# Project 1 - COVID-19 Data Analysis

**Project deadline:** This project is due for submission on Monday, 25.05.2020. You receive details on the submission process from your tutor!

**PLEASE READ THIS NOTEBOOK COMPLETELY BEFORE YOU START TO WORK ON THE PROJECT!**

## About the Projects
- You will get one project approximately every other week.
- Besides the homework-assignmentts, you need to solve the projects in order to pass the course. Your final course mark consists of the mean of your project marks. We aim to hand-out six projects during the term and we do not consider the worst project mark for your final course mark. Projects that you do not hand in are counted with a mark of 4.
- The projects need to be submitted to your tutor and he will give you necessary information on the submission process!
- **In contrast to the homework exercises, each student must hand in an own solution for the projects! Of course you can and should discuss problems with each other! However, you must not use code or code-parts from your student peers in your project solutions!**

**Note: The tutors, Oliver and I are very happy to help you out with difficulties you might have with the project tasks! You can ask questions any time but please do so well in advance of the deadlines!**

## Analysis of public COVID-19 data

In this first project, we would like to demonstrate that you can do advanced data analysis already with your current knowledge and with just a few lines of `Python`-code. Nevertheless the notebook contains some more advanced technical aspects to load data from the WWW and to prepare them for further analysis. Please do not worry if you do not fully understand all details of that part right now. We will cover those aspects later in the term.

We will do this project with a topic concerning all of us the moment, the COVID-19 pandemy. We will download publicly available data with a daily listing of new (known!) COVID-19 cases and new deaths due to the pandemy. The data set contains information on *all* countries with known COVID-19 cases. Your task will be to analyse the development of the pandemy and to check which countries currently do have a raising number of infectious COVID-19 patients.

The data that we will use in this notebook are daily updated and published by the [European Centre for Disease Prevention and Control](https://www.ecdc.europa.eu/en/publications-data/download-todays-data-geographic-distribution-covid-19-cases-worldwide).

In [None]:
# We need some modules (Python libraries) in the following.
# Usually, such modules are loaded in the first cell of a notebook.
# The modules that we need concern loading the data and plotting
# them later.

# all plots should appear directly within the notebook
%matplotlib inline

# modules necessary for plotting
import matplotlib.pyplot as plt

# seaborn just makes plots look a bit nicer - not
# absolutely necessary though.
import seaborn as sns
sns.set_style("whitegrid")

# modules to load the data. The Pandas module
# is just needed for a quick data-loading demonstration at the
# start of the Notebook. The corona_data module is self-made
# to comfortably load and administrate the COVID-19 data.
# To work correctly, a file named 'corona_data.py' must be
# in the same directory as this notebook file!
import pandas as pd
import corona_data

# module to make avilable data structures and routines
# for numerics
import numpy as np

## Loading data

### Data-loading demo with standard Python-modules

One great feature of `Python` is the ability to load all kinds of standardised data-formats into memory - in most cases with a single command.

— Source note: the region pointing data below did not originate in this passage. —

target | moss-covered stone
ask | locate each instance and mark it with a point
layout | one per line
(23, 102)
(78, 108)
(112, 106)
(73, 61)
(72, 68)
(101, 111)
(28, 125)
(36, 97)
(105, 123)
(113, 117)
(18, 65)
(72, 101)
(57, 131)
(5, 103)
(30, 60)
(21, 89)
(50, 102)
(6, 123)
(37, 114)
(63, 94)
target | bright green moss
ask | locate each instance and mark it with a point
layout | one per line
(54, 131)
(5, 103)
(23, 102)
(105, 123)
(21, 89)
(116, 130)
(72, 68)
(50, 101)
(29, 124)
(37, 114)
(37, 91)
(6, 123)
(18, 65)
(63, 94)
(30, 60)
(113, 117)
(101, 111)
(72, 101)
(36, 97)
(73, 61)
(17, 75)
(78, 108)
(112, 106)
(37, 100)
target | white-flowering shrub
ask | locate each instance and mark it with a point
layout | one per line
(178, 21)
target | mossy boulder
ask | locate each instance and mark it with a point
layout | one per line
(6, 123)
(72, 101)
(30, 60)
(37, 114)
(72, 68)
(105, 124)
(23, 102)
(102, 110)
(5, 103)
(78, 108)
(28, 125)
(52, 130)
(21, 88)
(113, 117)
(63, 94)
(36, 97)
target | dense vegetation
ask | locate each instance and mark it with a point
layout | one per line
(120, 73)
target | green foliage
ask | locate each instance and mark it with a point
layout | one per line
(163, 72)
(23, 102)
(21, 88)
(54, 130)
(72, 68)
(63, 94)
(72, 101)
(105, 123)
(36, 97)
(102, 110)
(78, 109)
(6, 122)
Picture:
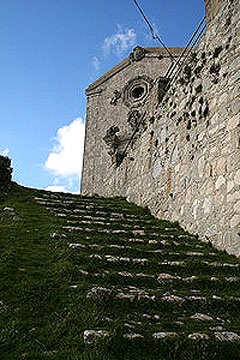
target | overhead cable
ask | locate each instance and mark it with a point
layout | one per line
(155, 36)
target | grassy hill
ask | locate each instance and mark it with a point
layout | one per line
(93, 278)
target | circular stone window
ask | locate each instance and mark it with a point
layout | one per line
(137, 90)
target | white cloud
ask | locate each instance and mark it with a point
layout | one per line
(5, 152)
(65, 159)
(96, 63)
(56, 188)
(119, 42)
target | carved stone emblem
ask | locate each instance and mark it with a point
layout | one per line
(115, 98)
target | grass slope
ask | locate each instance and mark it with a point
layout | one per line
(70, 264)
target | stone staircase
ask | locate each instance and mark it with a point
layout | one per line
(146, 278)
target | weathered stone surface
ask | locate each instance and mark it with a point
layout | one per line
(185, 165)
(91, 336)
(197, 336)
(99, 293)
(227, 336)
(202, 317)
(162, 335)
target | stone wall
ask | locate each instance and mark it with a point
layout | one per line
(110, 105)
(185, 166)
(188, 164)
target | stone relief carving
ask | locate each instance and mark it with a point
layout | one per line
(118, 144)
(136, 91)
(116, 96)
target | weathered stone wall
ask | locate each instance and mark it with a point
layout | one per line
(188, 163)
(185, 165)
(109, 104)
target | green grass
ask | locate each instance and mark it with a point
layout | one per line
(43, 284)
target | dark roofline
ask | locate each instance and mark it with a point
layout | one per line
(149, 51)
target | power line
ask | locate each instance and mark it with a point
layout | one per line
(155, 36)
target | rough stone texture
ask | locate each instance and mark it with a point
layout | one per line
(185, 163)
(112, 113)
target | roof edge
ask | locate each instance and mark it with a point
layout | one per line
(138, 54)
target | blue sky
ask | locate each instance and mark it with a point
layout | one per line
(50, 51)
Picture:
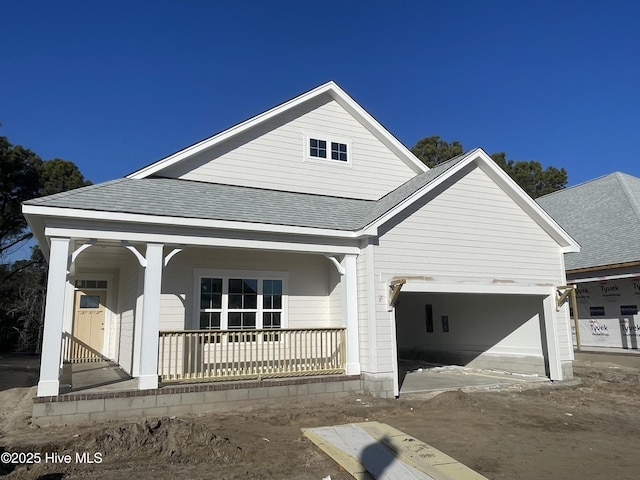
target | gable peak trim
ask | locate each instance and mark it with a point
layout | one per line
(330, 88)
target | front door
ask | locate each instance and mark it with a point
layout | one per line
(88, 320)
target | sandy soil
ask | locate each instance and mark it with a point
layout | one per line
(588, 430)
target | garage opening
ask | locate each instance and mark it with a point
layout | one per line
(496, 332)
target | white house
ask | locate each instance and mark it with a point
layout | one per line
(306, 240)
(603, 215)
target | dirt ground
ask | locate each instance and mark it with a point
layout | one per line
(588, 430)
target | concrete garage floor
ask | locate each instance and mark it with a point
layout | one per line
(418, 377)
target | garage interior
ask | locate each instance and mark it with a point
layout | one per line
(493, 332)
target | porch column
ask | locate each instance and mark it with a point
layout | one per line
(50, 361)
(551, 333)
(349, 285)
(148, 378)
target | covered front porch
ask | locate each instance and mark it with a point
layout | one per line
(192, 313)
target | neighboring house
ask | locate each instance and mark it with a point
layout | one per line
(603, 215)
(306, 240)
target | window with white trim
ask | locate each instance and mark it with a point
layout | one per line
(317, 148)
(339, 151)
(241, 302)
(327, 147)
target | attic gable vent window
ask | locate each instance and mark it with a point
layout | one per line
(318, 148)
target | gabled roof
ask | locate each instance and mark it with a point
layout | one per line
(329, 88)
(603, 215)
(171, 201)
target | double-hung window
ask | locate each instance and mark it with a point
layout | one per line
(240, 302)
(327, 147)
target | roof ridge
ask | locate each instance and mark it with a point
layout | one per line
(250, 187)
(586, 182)
(74, 191)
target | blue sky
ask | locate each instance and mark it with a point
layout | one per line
(113, 86)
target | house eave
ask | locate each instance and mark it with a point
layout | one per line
(133, 218)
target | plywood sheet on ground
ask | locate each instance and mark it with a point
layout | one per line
(374, 450)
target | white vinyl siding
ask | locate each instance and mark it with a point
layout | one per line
(472, 232)
(275, 157)
(363, 311)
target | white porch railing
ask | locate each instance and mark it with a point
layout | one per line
(214, 355)
(76, 351)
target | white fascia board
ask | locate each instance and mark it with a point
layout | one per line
(191, 240)
(566, 242)
(371, 229)
(136, 218)
(330, 87)
(604, 278)
(377, 129)
(429, 287)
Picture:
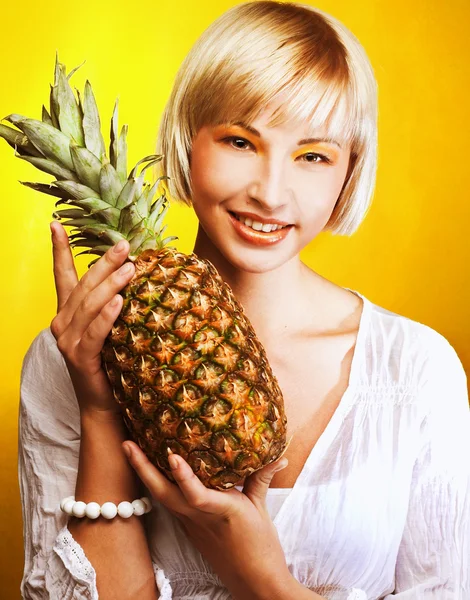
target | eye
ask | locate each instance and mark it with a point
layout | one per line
(230, 139)
(315, 155)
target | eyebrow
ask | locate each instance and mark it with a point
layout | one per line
(299, 143)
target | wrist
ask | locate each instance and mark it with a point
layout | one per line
(113, 417)
(286, 587)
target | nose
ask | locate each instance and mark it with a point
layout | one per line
(268, 186)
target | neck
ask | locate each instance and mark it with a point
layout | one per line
(277, 301)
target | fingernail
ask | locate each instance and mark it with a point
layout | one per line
(125, 269)
(114, 301)
(119, 246)
(282, 465)
(174, 461)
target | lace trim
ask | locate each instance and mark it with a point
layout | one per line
(163, 583)
(356, 594)
(74, 558)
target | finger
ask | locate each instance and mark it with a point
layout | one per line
(91, 342)
(100, 271)
(196, 494)
(256, 485)
(93, 304)
(65, 274)
(158, 485)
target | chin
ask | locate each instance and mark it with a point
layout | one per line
(256, 264)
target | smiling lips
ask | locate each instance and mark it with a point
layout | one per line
(267, 233)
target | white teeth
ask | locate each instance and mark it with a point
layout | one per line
(257, 226)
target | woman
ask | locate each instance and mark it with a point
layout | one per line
(272, 119)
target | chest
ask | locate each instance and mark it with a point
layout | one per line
(313, 378)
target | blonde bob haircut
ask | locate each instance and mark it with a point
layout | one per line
(244, 59)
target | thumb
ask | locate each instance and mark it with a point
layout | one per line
(257, 485)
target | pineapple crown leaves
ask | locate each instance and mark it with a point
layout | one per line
(104, 204)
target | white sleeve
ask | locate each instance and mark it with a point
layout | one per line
(434, 557)
(48, 449)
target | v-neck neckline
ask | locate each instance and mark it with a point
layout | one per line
(332, 426)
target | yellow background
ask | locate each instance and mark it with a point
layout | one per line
(411, 254)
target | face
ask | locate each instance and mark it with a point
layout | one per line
(263, 174)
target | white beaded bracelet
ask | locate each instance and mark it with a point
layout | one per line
(108, 510)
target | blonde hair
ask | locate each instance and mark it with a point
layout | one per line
(249, 55)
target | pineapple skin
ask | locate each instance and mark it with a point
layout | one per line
(189, 373)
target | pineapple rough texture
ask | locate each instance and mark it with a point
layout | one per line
(182, 358)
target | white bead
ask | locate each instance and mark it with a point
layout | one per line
(65, 500)
(139, 507)
(148, 504)
(68, 506)
(93, 510)
(125, 509)
(108, 510)
(79, 509)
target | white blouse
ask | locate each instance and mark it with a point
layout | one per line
(380, 510)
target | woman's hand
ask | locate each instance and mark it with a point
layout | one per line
(86, 311)
(231, 529)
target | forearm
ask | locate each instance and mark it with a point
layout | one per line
(281, 588)
(117, 548)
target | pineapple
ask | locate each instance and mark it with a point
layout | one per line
(182, 358)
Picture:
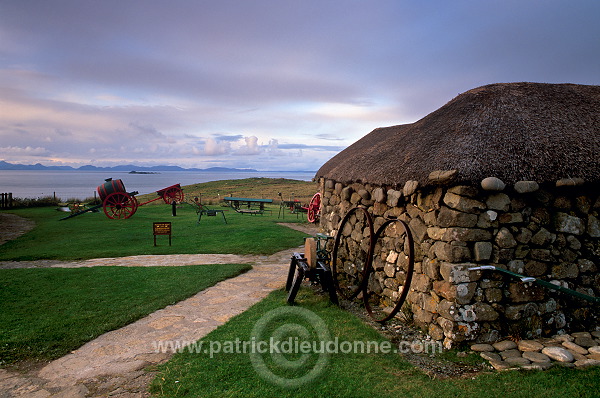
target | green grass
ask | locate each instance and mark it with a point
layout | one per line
(190, 374)
(45, 313)
(93, 235)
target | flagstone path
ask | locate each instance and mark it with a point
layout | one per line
(114, 363)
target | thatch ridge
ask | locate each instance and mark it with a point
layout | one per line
(513, 131)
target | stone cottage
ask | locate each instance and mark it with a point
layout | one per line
(505, 175)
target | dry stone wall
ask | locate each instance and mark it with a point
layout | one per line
(546, 231)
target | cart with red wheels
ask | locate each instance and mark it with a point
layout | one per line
(117, 203)
(313, 211)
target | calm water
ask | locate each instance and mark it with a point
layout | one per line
(82, 184)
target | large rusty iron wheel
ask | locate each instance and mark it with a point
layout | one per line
(120, 205)
(314, 208)
(173, 194)
(385, 305)
(350, 261)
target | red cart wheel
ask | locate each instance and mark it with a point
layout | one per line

The data can be located on your disk or on the Web. In the following, we directly load data from [this Web-address](https://opendata.ecdc.europa.eu/covid19/casedistribution/csv) (no need to separately download them).

In [None]:
# load COVID-19 data from the WEB with the pandas-modult
data = pd.read_csv('https://opendata.ecdc.europa.eu/covid19/casedistribution/csv/', engine="python")

# Uncomment the following line if you want to see all lines
# (more than 15000) and not only 10:
#pd.set_option('display.max_rows', None)
data

The data lists among other quantities:
- first column (dateRep): (reported) date
- fifth column (cases): new confirmed COVID-19 cases at that date
- sixth column (deaths): new deaths because of COVID-19 at that date
- seventh column (countriesAndTerritories): country

The file lists all data from the 31st of December 2019 up to-date for all countries with known COVID-19 cases. Which countries are listed? Such information can be retrieved easily and quickly.

In [None]:
# list all countries reported in the data:
#
# The following line ensures that each country is reported once and that
# the resulting list is sorted:
countries = sorted((set(data['countriesAndTerritories'])))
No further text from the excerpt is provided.